Non. ISO 22400 ne prescrit pas de mises en page de tableaux de bord, de types de graphiques, de couleurs ni de modèles d’interaction spécifiques pour la visualisation des KPI.
Ce que couvre réellement ISO 22400
ISO 22400 définit un langage et une structure communs pour les indicateurs de performance de fabrication, en particulier pour des domaines tels que l’OEE, la disponibilité, la performance et la qualité. Elle se concentre notamment sur :
En pratique, cela se rattache à la gouvernance des KPI ISO 22400 lorsque les équipes doivent transformer la réponse en habitudes d’exécution répétables.
- Les définitions des KPI et des termes associés.
- Les relations logiques entre les données et les niveaux d’agrégation.
- Les méthodes de calcul et les exigences relatives aux données d’entrée.
- Les cas d’utilisation pour comparer la performance entre machines, lignes ou sites.

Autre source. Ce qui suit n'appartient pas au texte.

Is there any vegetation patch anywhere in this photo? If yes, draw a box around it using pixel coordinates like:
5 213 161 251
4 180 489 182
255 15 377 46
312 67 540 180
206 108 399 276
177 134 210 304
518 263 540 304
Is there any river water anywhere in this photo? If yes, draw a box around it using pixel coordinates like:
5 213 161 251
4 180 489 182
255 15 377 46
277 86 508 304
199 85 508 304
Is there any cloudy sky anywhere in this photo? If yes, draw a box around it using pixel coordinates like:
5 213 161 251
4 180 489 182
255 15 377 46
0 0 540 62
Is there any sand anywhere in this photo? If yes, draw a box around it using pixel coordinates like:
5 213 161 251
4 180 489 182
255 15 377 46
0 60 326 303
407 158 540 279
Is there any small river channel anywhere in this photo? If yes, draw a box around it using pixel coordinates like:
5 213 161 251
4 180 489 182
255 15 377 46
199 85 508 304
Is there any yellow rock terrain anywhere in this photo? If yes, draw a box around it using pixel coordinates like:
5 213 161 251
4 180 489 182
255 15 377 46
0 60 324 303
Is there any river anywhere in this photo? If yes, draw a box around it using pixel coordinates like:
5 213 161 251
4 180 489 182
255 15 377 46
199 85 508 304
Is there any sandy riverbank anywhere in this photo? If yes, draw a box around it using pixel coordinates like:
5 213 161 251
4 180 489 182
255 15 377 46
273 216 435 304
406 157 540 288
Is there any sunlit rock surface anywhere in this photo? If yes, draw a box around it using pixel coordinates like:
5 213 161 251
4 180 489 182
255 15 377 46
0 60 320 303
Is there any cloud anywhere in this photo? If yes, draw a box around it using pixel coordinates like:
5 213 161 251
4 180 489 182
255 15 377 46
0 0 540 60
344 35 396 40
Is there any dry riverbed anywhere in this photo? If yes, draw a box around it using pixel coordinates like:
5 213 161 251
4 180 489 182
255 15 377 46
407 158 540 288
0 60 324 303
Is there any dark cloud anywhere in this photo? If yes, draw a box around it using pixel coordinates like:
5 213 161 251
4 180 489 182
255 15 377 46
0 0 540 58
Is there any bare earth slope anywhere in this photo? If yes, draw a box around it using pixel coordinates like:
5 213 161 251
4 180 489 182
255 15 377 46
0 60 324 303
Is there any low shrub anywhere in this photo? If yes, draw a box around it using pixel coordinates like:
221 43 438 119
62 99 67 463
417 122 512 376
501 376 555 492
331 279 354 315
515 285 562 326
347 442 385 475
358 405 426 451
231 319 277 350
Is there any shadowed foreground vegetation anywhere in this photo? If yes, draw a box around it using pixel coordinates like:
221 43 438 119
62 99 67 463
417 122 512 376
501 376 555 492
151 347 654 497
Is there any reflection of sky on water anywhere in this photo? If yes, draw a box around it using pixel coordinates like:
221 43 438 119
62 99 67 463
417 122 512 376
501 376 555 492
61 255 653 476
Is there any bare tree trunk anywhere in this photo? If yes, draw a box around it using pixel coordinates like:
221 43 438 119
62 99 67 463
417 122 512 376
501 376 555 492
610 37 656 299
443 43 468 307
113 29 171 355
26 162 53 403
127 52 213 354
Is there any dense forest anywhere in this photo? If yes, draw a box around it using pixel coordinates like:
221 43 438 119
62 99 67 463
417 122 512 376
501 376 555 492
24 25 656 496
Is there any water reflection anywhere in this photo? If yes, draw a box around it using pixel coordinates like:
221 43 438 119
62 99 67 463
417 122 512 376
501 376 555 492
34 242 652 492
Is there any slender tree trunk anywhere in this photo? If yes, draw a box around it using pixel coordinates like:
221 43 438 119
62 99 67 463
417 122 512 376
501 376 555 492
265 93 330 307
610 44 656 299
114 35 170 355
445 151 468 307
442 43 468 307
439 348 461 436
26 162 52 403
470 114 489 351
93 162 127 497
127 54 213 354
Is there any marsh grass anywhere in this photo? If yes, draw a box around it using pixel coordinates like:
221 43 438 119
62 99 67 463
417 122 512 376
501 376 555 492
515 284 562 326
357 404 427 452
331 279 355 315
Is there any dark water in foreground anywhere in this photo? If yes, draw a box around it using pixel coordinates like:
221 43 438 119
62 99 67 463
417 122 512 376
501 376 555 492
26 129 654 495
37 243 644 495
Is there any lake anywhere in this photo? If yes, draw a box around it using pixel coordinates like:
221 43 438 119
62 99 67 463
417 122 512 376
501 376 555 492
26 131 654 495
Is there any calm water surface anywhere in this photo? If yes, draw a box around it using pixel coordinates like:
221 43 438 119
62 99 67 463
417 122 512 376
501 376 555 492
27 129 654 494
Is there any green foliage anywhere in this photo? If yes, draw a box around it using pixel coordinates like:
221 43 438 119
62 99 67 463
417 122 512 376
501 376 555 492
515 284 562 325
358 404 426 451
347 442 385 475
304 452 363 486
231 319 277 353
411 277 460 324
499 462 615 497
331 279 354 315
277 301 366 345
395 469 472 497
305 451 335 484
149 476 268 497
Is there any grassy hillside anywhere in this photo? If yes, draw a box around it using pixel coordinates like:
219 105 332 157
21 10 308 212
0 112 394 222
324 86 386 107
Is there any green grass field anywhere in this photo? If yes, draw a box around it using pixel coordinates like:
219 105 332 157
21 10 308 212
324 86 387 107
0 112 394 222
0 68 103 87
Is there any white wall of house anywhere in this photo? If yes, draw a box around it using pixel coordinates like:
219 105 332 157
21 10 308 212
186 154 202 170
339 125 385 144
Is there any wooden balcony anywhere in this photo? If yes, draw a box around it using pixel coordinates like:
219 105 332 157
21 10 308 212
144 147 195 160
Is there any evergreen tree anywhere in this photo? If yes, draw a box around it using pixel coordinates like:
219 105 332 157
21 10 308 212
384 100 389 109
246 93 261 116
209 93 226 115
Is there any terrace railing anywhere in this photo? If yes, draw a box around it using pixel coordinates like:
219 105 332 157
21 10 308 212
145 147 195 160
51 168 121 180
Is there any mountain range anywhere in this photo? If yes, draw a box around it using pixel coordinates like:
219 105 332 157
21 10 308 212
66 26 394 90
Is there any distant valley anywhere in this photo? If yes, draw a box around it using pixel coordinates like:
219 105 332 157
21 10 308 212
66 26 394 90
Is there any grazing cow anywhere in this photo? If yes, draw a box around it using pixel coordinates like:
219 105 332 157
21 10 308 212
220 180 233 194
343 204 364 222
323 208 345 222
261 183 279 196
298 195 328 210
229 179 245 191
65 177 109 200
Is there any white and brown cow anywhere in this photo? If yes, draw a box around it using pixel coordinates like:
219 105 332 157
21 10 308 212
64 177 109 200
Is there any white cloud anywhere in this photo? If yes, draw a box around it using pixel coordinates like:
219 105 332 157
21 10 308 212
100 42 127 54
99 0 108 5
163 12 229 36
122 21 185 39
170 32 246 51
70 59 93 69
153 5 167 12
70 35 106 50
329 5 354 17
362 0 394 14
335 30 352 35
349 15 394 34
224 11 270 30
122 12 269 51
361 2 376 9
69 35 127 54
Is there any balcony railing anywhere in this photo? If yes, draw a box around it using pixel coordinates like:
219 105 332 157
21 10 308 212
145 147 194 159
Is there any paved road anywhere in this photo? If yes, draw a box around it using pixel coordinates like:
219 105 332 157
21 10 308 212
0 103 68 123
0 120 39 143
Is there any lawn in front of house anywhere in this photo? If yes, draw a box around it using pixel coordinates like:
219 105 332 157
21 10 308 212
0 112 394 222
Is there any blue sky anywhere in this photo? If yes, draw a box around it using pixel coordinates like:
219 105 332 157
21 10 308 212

La norme porte principalement sur ce qu’il faut mesurer et comment le calculer ou le catégoriser, et non sur la manière dont cela doit être affiché à l’écran.
Ce qui reste de votre responsabilité
Comme ISO 22400 ne fixe pas la couche de présentation, chaque organisation doit prendre des décisions de conception et de validation concernant :
- Les modes de visualisation : indicateurs de type jauge, graphiques de séries temporelles ou tableaux ; utilisation de seuils et de codes couleur ; comportement en analyse détaillée.
- Le public visé et la hiérarchie : ce qui est approprié pour les tableaux de bord au niveau machine/ligne par rapport aux vues destinées aux superviseurs ou à la direction du site.
- La cadence de mise à jour et la latence : la fréquence de rafraîchissement des KPI et la manière dont le décalage est communiqué, en particulier lorsque les données sources proviennent de couches MES/ERP/PLC hétérogènes.
- Le contexte et la traçabilité : la manière dont un opérateur ou un auditeur peut remonter d’un KPI affiché vers le jeu de données sous-jacent, la fenêtre temporelle et la méthode de calcul.
- La logique d’alarme et d’escalade : les conditions dans lesquelles les KPI déclenchent des alertes, et si celles-ci sont consultatives ou intégrées à des flux de travail formels.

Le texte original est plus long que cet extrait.